Implementation Basics

Effective experiment tracking captures:

1. Parameters Every configurable value that affects results. Hyperparameters (learning rate, batch size), data parameters (chunk size, overlap), model parameters (temperature, top_p), and infrastructure settings (GPU type, seed).

2. Metrics Quantitative results over time. Training metrics (loss curves, gradient norms), evaluation metrics (accuracy, F1, BLEU), and business metrics (latency, cost per request). Track both final values and time series.

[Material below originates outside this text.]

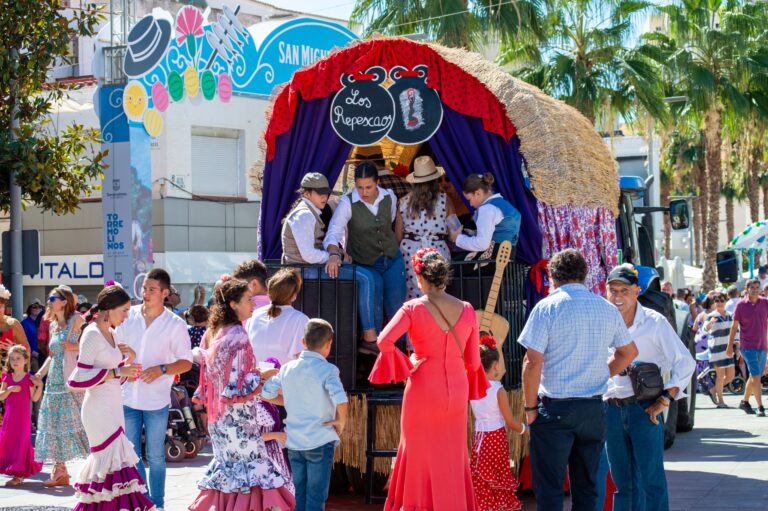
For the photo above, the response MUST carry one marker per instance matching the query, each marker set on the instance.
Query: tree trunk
(712, 147)
(753, 185)
(729, 229)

3. Artifacts Model checkpoints, evaluation datasets, generated outputs, confusion matrices, sample predictions. These enable deeper analysis and reproducibility.

4. Environment Code version (git commit), dependencies (requirements.txt), compute specs (GPU type, memory). Critical for reproducibility, as results that can’t be reproduced are useless.

5. Comparisons Side-by-side visualization of runs. Filter by parameters, sort by metrics, group by experiments. The ability to ask “what’s different between run A and run B?” is crucial.

Popular tools: MLflow (open-source, self-hosted), Weights & Biases (feature-rich, cloud-hosted), Neptune, Comet, TensorBoard.

Start tracking immediately, even with simple logging to files. The cost of tracking is tiny compared to the cost of repeating work you’ve already done.

Source

MLflow Tracking provides an API and UI for logging parameters, code versions, metrics, and artifacts when running ML code, and for later visualizing and comparing results.